去勢

 午后おそくから杉並方面にチャリで散歩。
 あてどもなく彷徨う。秋の陽射しにまどろむような路地と町並み。なんちゃらはつるべ落としとはよく言ったもので、刻々と傾く西日に、街の表情も劇的に変化する。某スジには有名な成宗の白山神社の前を通りかかると、向いにあった渋い米屋が跡形もなく消えていた。まったくえげつないことをしやがるものだ。開発断固反対。田舎の風情を色濃く残した善福寺川沿いの風景も、少しずつ失われていってしまうようで寂しい。
 むかしよく散歩した公団住宅が見たくなりうろうろ探す。うろおぼえなので、何度来ても場所がおぼつかないのだが、なんとか見つかる。良かった、こちらはまだ壊されてなかった。。有名な阿佐ヶ谷住宅テラスハウスなんぞを思わせる、時代からとり残されたような瀟洒な公団風住宅。隣接する荒廃しきった公園もとても美しい。団地マニアにも巨大な高層建築を好む方やら、ボロいのを好む方やらといろいろだが、とくに寂れた公団っぽいのを好むスジにはグっとくるに違いない。そのあと、高円寺駅のほうにもどり、品のないものをドカ喰いして帰投。






 メールホームより「ラジオで聴きたいのは赤裸々な本音の方」とのご意見いただく(いつもありがとうございます。毎回楽しく拝見いたしております)。
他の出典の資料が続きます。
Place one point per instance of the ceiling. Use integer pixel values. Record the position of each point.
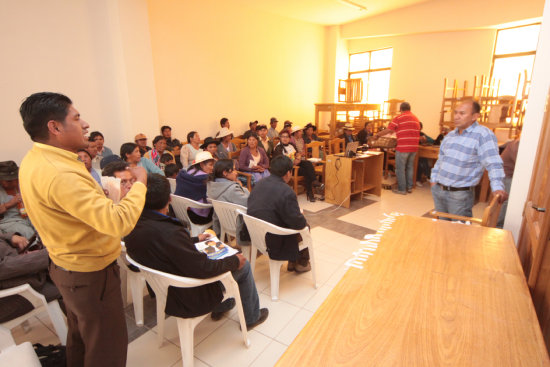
(327, 12)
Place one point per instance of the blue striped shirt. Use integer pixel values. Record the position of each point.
(463, 158)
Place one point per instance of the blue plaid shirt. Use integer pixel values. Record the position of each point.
(463, 158)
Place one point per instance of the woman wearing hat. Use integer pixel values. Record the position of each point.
(253, 159)
(211, 145)
(226, 146)
(192, 184)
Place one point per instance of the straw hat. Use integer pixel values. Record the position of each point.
(202, 157)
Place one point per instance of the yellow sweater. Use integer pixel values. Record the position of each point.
(80, 227)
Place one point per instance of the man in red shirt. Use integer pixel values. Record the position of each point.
(407, 128)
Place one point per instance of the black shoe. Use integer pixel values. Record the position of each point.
(264, 312)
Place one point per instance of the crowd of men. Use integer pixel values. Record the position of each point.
(75, 228)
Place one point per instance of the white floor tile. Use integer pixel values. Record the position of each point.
(270, 355)
(144, 351)
(225, 347)
(294, 327)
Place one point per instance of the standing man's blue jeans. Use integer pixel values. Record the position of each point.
(404, 169)
(453, 202)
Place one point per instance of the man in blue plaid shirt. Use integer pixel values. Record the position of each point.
(464, 154)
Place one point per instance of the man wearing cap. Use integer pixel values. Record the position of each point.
(272, 132)
(80, 227)
(141, 141)
(348, 134)
(465, 153)
(13, 215)
(226, 146)
(407, 128)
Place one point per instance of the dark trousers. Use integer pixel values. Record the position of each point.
(95, 316)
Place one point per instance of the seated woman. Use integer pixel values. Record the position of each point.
(226, 145)
(223, 185)
(190, 150)
(285, 147)
(191, 183)
(129, 152)
(159, 148)
(253, 159)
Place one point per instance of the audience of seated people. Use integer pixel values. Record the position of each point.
(166, 131)
(85, 157)
(130, 153)
(159, 148)
(211, 145)
(226, 145)
(141, 140)
(253, 159)
(263, 141)
(223, 185)
(274, 201)
(288, 149)
(191, 183)
(162, 243)
(190, 150)
(13, 216)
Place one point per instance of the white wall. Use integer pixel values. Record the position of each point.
(213, 59)
(78, 48)
(536, 108)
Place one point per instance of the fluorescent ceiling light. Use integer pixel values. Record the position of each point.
(353, 4)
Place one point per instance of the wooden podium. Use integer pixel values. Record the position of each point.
(351, 177)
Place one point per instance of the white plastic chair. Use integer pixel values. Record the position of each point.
(136, 282)
(227, 215)
(180, 205)
(160, 282)
(258, 229)
(172, 184)
(39, 303)
(16, 355)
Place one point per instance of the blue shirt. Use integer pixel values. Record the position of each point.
(463, 158)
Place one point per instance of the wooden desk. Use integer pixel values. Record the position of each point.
(435, 293)
(349, 177)
(333, 108)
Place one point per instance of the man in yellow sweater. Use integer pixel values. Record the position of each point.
(80, 227)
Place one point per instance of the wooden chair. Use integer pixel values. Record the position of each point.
(490, 214)
(336, 145)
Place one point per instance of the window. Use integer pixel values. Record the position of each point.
(513, 57)
(374, 68)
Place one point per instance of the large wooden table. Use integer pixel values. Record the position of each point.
(434, 294)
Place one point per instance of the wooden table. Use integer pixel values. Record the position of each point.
(435, 293)
(351, 177)
(333, 108)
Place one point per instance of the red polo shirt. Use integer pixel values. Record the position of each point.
(407, 129)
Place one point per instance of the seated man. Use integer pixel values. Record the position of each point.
(20, 266)
(274, 201)
(162, 243)
(13, 216)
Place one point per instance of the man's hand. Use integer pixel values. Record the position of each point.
(19, 242)
(139, 173)
(503, 195)
(242, 260)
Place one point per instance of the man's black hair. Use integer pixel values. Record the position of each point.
(111, 168)
(127, 148)
(158, 192)
(280, 165)
(405, 106)
(39, 108)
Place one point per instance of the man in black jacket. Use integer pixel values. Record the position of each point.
(274, 201)
(162, 243)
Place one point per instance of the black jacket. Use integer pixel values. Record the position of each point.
(274, 201)
(162, 243)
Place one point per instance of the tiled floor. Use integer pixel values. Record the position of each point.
(336, 233)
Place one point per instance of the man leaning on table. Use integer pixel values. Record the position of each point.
(464, 154)
(80, 227)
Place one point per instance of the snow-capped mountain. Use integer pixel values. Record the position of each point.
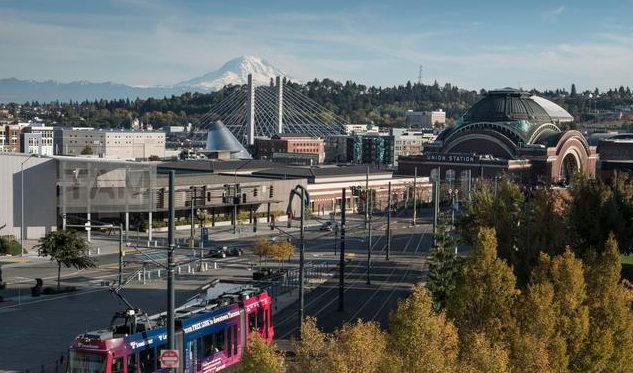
(235, 72)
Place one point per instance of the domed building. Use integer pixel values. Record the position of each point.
(507, 132)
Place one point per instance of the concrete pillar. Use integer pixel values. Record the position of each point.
(149, 226)
(88, 228)
(250, 111)
(280, 105)
(127, 225)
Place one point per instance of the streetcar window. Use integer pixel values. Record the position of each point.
(219, 340)
(252, 322)
(234, 339)
(131, 364)
(207, 342)
(146, 360)
(229, 342)
(117, 365)
(260, 317)
(86, 362)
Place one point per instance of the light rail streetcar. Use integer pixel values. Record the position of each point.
(211, 334)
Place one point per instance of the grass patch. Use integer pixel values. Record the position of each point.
(627, 267)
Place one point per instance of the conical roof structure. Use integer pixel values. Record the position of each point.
(219, 138)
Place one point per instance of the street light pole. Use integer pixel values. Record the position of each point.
(301, 264)
(341, 280)
(415, 195)
(22, 204)
(369, 198)
(120, 254)
(388, 220)
(170, 265)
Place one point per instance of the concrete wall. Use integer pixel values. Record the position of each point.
(40, 200)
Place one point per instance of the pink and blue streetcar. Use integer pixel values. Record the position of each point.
(211, 334)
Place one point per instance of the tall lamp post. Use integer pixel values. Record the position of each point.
(22, 203)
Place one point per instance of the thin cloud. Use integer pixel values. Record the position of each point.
(553, 14)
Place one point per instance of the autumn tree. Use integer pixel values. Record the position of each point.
(421, 340)
(485, 293)
(484, 356)
(610, 339)
(565, 273)
(357, 348)
(261, 357)
(262, 248)
(311, 350)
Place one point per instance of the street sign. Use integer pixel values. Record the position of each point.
(169, 359)
(205, 234)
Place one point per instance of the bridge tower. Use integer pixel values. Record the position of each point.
(280, 105)
(250, 111)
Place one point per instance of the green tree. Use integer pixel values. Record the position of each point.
(261, 357)
(610, 340)
(443, 270)
(67, 248)
(484, 356)
(485, 294)
(566, 275)
(421, 340)
(87, 151)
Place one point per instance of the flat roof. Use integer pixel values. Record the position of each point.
(162, 180)
(214, 166)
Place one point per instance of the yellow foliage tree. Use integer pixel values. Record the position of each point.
(485, 357)
(357, 348)
(261, 357)
(485, 293)
(610, 341)
(565, 273)
(281, 251)
(311, 351)
(419, 339)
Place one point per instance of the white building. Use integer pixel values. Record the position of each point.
(360, 129)
(426, 119)
(120, 144)
(409, 142)
(37, 138)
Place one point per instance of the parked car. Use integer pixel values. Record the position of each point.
(328, 226)
(224, 251)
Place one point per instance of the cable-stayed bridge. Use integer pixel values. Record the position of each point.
(250, 112)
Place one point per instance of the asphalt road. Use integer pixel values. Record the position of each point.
(390, 281)
(35, 331)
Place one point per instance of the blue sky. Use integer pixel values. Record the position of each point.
(473, 44)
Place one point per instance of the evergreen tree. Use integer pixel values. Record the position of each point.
(443, 270)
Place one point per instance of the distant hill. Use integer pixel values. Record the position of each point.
(234, 72)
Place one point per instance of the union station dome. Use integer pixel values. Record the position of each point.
(520, 117)
(508, 131)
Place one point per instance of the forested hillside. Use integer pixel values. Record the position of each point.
(356, 103)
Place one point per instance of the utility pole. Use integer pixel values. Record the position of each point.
(389, 220)
(369, 198)
(171, 305)
(436, 207)
(341, 279)
(120, 254)
(193, 227)
(415, 195)
(366, 197)
(301, 259)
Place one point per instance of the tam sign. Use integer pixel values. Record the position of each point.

たしかに昨日の日記などアホみたいに好き勝手に書き散らかしているけど、(たぶん誰にでもある)真夜中の気分にありがちな例のアレですので、ああいうのをラジオで出てきてそのままぶつけるのは、自分のような器の人間にはなかなか至難かと思われる。なにか思っても、いざ口にしようとする前にリミッターがかかってしまう、自分のような著しく社会性を欠いた人間でもなお。言わば社会に去勢された馬の骨、という意味でもradio impotentsなのだ。(ちょうどさっきまで、隣人が人から借りてきた最強昆虫決定戦みたいな内容のDVDを鑑賞していたんだけど、そこにリオックという巨大なコオロギみたいな肉食昆虫が出てきて、毒サソリやら大ムカデやらタランチュラやらを次々と頭から貪り喰っていて(戦う、というより補食)、そいつはまさに自然の生命力というか残忍さの象徴のようだった。そういうものを観てもやはり現代社会に去勢されたおのれを自覚するのだ。)
 この「不能感」とか「無能感」みたいなテーマが、ここ数年ずっと自分の心を捕らえてはなさない、ということは以前にも書いたけれど、ラジオをするようになっても、やはり大きなテーマとして不能感というのが絶えず心の中を占めている。それは、なにをしようがどう足掻こうがどうにもならんという諦念じみた心境でもあるし、逆に「不能ということはいったいなにか?」みたいなことを考え続けることがライフワークというか、何をしょうとするときも、いちいち、とっかかりというか原動力みたいなものになっている気もする。